Les effectifs de l'Outarde canepetière sont en déclin depuis une trentaine d'années en France, particulièrement pour les populations du Centre-Ouest. Afin de comprendre la dynamique de population et les exigences écologiques de l'espèce, le groupement d’animation du site Natura 2000 de Chabris et l’Office français de la biodiversité (OFB), ont bagué et équipé de balises GPS un mâle et une femelle Outarde.

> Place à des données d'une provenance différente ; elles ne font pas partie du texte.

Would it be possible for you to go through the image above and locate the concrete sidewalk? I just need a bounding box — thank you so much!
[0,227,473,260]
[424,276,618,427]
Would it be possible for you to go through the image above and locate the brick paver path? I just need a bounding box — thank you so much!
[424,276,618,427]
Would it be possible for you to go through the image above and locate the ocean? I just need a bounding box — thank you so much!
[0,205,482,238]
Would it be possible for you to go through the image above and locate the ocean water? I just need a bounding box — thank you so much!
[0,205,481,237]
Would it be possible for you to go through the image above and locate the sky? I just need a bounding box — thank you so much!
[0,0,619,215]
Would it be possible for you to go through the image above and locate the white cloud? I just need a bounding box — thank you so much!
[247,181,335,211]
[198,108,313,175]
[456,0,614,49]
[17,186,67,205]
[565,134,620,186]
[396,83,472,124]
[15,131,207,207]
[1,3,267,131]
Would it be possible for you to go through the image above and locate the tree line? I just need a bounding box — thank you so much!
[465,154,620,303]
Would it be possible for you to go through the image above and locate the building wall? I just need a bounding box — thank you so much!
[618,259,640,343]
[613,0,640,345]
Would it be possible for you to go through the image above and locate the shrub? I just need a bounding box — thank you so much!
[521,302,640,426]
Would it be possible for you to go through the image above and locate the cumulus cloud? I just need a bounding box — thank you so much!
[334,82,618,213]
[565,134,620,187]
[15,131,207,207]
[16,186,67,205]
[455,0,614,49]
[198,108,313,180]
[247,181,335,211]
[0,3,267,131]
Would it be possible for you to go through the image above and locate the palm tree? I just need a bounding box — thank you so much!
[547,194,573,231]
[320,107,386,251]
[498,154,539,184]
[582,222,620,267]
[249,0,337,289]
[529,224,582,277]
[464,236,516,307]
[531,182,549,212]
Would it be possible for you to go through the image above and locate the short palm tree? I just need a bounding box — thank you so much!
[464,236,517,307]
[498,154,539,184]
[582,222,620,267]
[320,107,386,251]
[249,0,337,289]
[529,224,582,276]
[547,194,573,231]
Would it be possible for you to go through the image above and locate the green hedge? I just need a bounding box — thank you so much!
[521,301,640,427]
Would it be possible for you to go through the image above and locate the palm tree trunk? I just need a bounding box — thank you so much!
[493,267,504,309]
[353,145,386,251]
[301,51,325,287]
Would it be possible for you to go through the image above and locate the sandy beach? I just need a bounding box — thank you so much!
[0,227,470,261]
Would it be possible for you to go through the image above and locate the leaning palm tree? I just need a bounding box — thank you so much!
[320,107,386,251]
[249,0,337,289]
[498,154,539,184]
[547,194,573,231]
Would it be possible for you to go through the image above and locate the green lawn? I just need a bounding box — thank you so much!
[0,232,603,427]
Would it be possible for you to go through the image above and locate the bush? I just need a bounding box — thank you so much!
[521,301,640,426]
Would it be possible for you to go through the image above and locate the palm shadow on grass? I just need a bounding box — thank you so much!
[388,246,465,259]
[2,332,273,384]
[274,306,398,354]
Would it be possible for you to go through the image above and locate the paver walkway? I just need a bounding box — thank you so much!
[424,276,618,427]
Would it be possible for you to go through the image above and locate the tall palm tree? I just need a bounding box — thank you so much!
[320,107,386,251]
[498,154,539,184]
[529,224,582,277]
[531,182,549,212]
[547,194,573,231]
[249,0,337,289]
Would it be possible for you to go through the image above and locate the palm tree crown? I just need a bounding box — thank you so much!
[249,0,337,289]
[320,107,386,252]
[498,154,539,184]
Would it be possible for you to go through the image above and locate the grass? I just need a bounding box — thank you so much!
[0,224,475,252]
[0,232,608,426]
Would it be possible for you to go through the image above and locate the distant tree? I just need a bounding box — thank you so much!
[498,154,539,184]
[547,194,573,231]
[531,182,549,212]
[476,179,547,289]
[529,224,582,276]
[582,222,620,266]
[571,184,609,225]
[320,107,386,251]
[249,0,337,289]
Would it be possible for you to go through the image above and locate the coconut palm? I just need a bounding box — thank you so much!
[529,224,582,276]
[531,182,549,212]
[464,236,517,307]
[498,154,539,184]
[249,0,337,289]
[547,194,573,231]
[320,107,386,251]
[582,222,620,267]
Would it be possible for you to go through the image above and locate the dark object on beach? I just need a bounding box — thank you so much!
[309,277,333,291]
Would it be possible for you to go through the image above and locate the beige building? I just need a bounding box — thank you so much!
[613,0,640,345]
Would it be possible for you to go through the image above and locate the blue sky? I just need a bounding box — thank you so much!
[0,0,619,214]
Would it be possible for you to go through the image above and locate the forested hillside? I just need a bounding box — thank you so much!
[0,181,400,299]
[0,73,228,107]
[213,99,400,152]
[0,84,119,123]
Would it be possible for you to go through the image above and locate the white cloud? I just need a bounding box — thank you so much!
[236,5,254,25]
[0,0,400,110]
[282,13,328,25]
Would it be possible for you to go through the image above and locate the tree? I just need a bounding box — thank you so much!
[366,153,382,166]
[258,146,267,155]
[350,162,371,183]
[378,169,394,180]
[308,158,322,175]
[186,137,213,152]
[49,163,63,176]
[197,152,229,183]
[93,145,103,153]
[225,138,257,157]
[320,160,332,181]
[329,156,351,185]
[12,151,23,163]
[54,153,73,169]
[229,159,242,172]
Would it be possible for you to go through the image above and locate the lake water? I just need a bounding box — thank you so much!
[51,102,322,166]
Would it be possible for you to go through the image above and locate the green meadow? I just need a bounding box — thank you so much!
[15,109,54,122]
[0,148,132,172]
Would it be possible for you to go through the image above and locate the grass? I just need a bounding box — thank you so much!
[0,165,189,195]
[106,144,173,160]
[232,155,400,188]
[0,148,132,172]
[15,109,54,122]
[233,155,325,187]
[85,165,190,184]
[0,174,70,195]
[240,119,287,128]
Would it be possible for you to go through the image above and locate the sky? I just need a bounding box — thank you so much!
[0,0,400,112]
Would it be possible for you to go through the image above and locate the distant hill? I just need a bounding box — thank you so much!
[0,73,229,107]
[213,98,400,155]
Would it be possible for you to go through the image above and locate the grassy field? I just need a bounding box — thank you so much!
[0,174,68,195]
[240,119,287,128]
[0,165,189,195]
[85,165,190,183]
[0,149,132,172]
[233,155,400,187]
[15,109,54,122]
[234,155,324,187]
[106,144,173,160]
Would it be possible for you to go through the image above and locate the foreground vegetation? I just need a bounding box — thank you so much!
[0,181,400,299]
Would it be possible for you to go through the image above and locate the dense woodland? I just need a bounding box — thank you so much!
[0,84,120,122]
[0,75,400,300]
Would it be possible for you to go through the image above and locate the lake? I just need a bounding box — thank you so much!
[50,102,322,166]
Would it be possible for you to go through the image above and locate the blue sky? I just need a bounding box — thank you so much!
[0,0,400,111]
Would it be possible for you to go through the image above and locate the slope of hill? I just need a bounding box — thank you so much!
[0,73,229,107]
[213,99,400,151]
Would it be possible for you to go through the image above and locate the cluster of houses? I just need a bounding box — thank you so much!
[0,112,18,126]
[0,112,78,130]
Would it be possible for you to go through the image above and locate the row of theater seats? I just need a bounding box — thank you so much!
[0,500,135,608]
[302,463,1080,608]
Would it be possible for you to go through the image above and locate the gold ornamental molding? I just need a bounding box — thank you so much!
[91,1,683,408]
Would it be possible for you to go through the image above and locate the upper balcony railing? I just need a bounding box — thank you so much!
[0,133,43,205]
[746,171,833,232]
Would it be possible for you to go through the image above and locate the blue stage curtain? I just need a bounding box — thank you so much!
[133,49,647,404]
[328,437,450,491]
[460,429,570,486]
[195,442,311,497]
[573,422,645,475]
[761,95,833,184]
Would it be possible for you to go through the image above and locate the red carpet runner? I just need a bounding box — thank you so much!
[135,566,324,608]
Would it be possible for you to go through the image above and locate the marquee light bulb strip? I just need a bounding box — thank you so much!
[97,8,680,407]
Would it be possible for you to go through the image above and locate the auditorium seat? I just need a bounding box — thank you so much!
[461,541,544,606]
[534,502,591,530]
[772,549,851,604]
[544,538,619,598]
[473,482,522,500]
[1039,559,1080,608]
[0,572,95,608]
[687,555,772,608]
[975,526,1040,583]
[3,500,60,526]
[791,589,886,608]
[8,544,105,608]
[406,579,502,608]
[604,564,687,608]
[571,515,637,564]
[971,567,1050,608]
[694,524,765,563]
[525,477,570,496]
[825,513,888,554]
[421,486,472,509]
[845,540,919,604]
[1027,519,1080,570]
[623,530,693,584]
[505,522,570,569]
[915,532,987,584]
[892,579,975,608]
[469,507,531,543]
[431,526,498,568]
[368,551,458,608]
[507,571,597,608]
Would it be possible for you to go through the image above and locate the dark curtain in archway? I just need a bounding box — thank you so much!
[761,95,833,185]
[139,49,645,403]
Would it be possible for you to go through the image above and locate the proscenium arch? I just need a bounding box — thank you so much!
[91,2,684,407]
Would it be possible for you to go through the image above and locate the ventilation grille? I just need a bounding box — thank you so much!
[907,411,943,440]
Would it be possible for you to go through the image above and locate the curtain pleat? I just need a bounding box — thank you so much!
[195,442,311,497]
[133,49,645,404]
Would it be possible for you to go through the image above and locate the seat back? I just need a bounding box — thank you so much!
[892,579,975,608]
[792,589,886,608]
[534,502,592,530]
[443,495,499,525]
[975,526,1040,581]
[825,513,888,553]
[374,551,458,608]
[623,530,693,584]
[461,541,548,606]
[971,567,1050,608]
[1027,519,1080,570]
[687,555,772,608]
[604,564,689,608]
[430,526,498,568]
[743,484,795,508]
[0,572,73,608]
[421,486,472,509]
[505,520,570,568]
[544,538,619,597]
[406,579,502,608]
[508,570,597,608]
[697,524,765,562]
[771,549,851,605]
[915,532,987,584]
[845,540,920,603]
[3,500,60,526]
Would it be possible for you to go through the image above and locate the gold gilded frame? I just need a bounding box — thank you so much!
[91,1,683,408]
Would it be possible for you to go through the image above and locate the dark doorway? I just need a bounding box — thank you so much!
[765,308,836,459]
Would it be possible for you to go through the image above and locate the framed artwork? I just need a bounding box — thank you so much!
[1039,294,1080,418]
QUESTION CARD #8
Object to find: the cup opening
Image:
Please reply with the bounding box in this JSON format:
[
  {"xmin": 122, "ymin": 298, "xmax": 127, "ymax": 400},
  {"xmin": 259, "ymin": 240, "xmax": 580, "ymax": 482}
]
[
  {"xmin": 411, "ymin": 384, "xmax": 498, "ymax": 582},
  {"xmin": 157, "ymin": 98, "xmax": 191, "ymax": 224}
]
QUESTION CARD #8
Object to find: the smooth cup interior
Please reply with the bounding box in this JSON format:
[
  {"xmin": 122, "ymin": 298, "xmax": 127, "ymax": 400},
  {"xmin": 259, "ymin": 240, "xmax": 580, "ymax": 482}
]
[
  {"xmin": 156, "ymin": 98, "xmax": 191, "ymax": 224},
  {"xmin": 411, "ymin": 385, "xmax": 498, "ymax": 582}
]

Caractéristique des milieux agricoles, l’Outarde canepetière (Tetrax tetrax) bénéficie d’un statut de conservation défavorable. Elle est « en danger critique » (CR) en Centre-Val de Loire, sur la liste rouge de l'Union Internationale pour la Conservation de la Nature (UICN).
Les outardes présentes sur le site de Chabris n’échappent pas à la tendance nationale observée ces dernières décennies. La population est en effet passée d’une quinzaine de mâles chanteurs en 1995, à deux en 2022.
Fort de ce constat, une Zone de Protection Spéciale (ZPS) a d’abord été créée en 2004 sous proposition des acteurs du territoire, tous conscients du caractère emblématique de l’Outarde sur le plateau de Chabris. Ainsi intégrée au réseau de sites européens Natura 2000, la Communauté de Communes Chabris-Pays de Bazelle a été désignée maître d'ouvrage de l'animation, et a pour cela mandaté Biotope, Indre Nature et la Chambre d'Agriculture de l'Indre.
Dans le cadre d’une dynamique régionale portée par la Direction Régionale de l’Environnement, de l’Aménagement et du Logement (DREAL) et le Conservatoire d’espaces naturels (Cen) du Centre-Val-de-Loire, animateur du Plan Régional d’Action (PRA) en faveur de l’espèce, de nouveaux projets émergent, destinés à renforcer l’efficience de la politique de conservation. Étroitement lié à l'animation Natura 2000, le suivi à distance des derniers oiseaux du site permettra de mieux connaître leurs préférences écologiques (parcelle privilégiée, végétation présente, insectes présents...). Couramment utilisé sur l'avifaune, cet outil offrira un suivi spatial et en continu.
oiseaux bagués
kilomètres parcourus par les oiseaux pour rejoindre leur lieu d'hivernage
Au regard de la situation précaire de l'espèce sur site, différents échanges dans le cadre du PRA Outarde, déclinaison régionale du Plan National d'Action (PNA), ont permis de mettre en relation des acteurs qui ont amené leur propre expérience sur l'espèce. Depuis longtemps, une réponse est recherchée quant à la raison du déclin observé, mais il était urgent d'accumuler des connaissances plus précises sur les oiseaux du site.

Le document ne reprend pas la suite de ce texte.